Danone contracted IDL in 2014 to build and operate the warehouse as well as its logistics chain throughout South Africa through a joint venture.
The IDL Fresh warehouse will also store products of food distributor Patleys and meat producer Mighty Meats.
Juillard said the operational capacity of the warehouse comprised 5 000 pallet spaces in the chilled section and 7 000 pallet spaces in the ambient section, with additional capacity to extend this space to double the current capacity if future demand warranted the extra investment.
Construction of the warehouse started in September 2014 and was concluded in April 2015.
Low Carbon Footprint
Sustainable technologies employed in the IDL Fresh warehouse include motion-sensing lighting throughout the building to ensure unoccupied sections do not use more electricity than what is required.
Further, Juillard told Engineering News that the chilling plant used a hybrid technology of refrigerant to reduce electricity consumption, adding that a “typically South African standard” is to use an ammonia-based refrigerant.

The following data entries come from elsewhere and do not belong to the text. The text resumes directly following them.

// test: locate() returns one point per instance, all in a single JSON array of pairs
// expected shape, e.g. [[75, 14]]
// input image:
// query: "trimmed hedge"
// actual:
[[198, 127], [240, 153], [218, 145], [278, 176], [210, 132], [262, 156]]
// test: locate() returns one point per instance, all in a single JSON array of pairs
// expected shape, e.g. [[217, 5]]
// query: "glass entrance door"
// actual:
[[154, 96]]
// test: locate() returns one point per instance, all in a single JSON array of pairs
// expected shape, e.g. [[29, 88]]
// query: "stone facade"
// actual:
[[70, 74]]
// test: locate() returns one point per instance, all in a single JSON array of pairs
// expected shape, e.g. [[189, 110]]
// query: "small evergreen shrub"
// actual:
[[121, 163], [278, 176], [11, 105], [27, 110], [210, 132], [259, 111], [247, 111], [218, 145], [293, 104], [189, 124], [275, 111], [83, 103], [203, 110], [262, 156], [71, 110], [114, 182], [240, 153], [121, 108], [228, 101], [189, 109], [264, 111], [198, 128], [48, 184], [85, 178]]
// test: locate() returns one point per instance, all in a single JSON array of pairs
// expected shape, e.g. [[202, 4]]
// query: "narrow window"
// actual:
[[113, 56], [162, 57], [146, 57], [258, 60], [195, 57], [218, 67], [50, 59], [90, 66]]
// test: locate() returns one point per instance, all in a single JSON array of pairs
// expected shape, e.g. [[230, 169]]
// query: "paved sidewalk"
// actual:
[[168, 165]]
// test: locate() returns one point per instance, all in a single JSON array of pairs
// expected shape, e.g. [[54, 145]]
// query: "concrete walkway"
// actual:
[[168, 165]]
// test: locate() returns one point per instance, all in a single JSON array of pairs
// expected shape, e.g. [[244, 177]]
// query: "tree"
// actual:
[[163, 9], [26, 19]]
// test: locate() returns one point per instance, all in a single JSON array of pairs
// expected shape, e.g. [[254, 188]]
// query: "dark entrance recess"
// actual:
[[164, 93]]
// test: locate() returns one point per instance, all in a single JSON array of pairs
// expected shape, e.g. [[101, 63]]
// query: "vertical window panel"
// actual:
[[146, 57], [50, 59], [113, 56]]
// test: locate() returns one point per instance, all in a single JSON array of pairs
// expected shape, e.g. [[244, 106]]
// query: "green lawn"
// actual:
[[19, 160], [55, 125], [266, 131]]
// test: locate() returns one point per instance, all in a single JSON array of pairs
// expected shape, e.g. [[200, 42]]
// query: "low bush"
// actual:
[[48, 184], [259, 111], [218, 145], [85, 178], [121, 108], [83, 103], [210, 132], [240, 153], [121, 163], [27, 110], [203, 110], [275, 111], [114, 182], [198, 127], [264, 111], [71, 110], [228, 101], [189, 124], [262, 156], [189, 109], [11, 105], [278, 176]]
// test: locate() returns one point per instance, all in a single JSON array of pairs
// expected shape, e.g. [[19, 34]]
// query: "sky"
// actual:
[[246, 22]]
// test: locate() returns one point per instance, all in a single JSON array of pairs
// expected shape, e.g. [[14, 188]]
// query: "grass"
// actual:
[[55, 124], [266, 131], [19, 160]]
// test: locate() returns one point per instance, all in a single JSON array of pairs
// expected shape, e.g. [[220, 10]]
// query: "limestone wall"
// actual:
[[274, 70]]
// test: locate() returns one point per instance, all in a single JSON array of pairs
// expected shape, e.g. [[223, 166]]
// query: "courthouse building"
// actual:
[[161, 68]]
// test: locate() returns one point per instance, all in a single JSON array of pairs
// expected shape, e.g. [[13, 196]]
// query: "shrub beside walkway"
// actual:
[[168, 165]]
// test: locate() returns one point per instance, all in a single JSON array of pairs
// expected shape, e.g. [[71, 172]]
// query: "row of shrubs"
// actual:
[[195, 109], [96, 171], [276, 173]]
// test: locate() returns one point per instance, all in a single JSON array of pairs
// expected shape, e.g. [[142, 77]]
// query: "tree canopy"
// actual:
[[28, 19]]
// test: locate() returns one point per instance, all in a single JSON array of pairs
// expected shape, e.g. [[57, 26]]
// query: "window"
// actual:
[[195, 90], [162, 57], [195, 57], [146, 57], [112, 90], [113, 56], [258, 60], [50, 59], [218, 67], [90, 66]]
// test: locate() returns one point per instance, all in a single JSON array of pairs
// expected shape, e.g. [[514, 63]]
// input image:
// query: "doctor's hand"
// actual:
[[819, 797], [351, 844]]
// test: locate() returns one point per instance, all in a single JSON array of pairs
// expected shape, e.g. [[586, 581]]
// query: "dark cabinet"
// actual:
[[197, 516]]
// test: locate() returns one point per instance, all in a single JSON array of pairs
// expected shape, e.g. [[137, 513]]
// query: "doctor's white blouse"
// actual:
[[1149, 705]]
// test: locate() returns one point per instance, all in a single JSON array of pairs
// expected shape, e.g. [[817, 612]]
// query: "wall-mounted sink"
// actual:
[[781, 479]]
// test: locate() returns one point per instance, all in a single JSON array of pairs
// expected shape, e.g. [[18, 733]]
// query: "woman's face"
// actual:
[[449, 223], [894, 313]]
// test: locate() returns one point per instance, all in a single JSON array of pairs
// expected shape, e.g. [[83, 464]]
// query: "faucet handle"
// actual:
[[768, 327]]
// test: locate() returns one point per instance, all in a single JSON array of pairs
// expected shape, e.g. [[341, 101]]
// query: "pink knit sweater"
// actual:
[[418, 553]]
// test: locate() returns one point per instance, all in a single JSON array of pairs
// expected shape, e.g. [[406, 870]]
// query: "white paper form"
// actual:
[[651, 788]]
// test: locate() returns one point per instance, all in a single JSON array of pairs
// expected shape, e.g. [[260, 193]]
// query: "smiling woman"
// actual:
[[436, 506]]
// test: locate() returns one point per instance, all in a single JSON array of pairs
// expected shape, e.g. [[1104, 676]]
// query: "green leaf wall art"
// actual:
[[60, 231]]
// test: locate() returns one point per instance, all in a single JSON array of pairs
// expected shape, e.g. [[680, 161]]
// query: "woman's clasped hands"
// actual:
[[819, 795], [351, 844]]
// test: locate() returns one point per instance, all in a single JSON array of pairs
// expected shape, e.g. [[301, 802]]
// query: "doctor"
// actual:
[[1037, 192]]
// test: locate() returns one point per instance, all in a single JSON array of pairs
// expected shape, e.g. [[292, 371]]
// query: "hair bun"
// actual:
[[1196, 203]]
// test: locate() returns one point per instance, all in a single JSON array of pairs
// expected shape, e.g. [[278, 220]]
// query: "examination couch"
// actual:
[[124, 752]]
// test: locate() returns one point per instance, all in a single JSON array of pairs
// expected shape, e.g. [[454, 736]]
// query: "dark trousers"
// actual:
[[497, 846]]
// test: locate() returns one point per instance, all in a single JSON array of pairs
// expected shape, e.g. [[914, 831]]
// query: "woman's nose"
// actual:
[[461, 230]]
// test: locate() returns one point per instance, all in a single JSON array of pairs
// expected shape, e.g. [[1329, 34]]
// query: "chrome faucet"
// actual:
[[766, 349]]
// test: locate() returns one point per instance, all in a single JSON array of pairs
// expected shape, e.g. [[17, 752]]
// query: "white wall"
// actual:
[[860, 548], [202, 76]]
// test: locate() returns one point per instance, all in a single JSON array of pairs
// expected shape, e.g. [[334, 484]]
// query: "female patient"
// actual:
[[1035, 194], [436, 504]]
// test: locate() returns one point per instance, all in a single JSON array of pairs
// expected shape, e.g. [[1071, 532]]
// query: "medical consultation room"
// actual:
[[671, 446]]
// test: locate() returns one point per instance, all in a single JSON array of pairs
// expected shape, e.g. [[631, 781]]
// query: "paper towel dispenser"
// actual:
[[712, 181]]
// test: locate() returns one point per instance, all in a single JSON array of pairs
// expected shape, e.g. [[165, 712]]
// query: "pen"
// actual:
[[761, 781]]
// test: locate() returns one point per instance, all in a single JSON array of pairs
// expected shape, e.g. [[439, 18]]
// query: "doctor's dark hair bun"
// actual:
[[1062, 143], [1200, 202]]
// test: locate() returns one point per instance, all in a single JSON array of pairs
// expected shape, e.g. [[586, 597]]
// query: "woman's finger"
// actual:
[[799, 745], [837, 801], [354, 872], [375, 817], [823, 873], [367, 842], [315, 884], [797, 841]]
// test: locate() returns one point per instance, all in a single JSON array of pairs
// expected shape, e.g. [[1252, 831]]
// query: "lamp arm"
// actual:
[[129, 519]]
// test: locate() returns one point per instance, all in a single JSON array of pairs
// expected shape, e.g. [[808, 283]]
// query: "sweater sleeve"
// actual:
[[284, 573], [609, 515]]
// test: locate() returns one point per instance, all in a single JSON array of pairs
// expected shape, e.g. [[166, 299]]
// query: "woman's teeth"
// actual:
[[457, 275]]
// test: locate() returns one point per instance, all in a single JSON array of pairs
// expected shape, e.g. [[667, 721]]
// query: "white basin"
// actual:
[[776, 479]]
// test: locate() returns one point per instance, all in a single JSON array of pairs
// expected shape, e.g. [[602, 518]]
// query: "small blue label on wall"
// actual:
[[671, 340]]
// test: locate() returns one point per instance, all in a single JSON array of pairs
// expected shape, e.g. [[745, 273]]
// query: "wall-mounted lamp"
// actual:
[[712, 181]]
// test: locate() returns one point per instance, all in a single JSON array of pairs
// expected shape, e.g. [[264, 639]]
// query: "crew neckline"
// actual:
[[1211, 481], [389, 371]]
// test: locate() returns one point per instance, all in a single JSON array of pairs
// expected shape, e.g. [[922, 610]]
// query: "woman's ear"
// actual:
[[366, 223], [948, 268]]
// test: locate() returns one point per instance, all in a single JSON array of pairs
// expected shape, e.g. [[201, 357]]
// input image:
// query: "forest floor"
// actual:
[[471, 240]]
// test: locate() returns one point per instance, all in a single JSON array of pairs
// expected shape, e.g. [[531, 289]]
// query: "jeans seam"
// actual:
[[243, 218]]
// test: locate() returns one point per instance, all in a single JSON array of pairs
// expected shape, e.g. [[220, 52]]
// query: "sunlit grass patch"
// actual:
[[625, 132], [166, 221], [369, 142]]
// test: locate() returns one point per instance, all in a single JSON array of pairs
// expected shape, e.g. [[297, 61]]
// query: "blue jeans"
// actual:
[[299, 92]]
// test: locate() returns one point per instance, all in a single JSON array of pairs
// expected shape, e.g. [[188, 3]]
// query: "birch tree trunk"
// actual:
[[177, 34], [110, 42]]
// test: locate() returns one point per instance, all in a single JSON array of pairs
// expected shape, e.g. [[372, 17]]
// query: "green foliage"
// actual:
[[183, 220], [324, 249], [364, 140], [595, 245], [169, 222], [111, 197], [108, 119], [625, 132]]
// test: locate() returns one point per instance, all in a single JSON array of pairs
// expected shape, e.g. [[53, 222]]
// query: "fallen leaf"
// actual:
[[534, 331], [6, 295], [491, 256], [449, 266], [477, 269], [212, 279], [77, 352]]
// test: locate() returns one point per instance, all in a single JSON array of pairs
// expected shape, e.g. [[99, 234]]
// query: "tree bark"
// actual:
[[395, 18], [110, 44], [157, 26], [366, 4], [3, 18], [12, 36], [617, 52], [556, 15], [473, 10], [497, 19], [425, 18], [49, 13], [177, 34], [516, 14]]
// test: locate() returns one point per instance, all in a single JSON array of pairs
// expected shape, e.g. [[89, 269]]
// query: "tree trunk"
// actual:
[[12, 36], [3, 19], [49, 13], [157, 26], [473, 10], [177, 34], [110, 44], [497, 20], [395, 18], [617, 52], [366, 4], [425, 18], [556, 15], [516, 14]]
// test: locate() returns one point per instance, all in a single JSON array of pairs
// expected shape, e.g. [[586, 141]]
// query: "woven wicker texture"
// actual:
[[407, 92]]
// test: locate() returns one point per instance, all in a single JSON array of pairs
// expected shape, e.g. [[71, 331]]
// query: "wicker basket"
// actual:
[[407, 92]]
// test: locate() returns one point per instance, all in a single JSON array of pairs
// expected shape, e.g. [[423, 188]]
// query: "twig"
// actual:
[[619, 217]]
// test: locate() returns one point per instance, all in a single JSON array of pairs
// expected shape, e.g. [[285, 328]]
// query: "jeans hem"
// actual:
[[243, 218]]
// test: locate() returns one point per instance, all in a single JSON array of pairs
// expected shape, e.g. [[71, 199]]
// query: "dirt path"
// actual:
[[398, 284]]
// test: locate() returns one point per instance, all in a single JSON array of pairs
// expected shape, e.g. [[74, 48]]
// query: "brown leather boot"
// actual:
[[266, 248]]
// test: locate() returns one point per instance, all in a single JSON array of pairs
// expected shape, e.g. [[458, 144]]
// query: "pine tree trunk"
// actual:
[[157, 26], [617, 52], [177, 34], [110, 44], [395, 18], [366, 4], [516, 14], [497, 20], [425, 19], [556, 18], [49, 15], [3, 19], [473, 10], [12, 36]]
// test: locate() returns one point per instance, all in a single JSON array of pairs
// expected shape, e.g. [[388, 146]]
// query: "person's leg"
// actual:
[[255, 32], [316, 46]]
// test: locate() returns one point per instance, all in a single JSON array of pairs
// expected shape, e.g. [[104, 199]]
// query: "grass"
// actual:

However, an ammonia-based plant is dangerous – owing to toxicity – and energy intensive, which prompted IDL to opt for a combination of ammonia and glycol in the chiller plant. Glycol, said Juillard, was commonly used throughout Europe, owing to its low use of energy and low toxicity level. “This enables the plant to operate at better efficiencies, with less of an impact on the environment; it is also safer.”
There is also a lack of support for using a glycol- only system in South Africa.
Meanwhile, IDL has adopted a cautious approach to the IDL Fresh warehouse’s electricity consumption. Juillard said specialists from France had been contracted last month to assess the implementation of energy-saving techniques at the facility, with further recommendations being issued to improve efficiencies and electricity use.
“This will lead to a further investment of about R2-million to improve efficiency in energy use in various aspects of the facility,” said Juillard, adding that most of the investment would be allocated to the chiller plant.
Further, two backup generators would provide power for the entire IDL Fresh facility during a power failure.